The very opening of this chapter cracks me up. I even have "hee hee" written in the margin beside them because those first few lines never fail to make me giggle. Sherlock Holmes is showing off again, but Dr. Mortimer doesn't make any of the usual "how astounding!" or "you amaze me!" statements to show he's impressed. He's all matter-of-fact, just asking, "How can you say that, sir?" I like to imagine this amused Holmes a bit too.
Anyway, this chapter is mostly taken up with the reading of two documents, the legend of the Baskerville family curse and a newspaper account of Sir Charles Baskerville's recent death. It's an interesting way to present a case, isn't it? It's not Dr. Mortimer's case. He's not a Baskerville; he's presumably in no danger himself. But his friend has died, and he thinks something mysterious is going on, so he brings the problem to Sherlock Holmes.

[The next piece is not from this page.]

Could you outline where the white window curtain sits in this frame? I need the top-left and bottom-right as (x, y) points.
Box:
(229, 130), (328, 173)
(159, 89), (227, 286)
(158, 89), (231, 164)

It's not really a very usual case for Holmes. There's no evidence of murder. There's a lot of talk about supernatural things, and at the moment, I can't think of any other canon adventure that deals with anything remotely supernatural. Can you?
Anyway, this chapter ends with one of my favorite lines ever, and such a magnificent one for a final line, don't you think? "Mr. Holmes, they were the footprints of a gigantic hound!" (p. 587). We're out of legends and speculation, and into reality where animals leave footprints. And yet, something about that statement is chilling.
Possible Discussion Questions:
In the manuscript, Hugo Baskerville writes, "that which is clearly known hath less terror than that which is but hinted at and guessed" (p. 583). Do you think that has some bearing on why the mystery genre has remained so popular for so long? Even on why Sherlock Holmes is such an enduring character?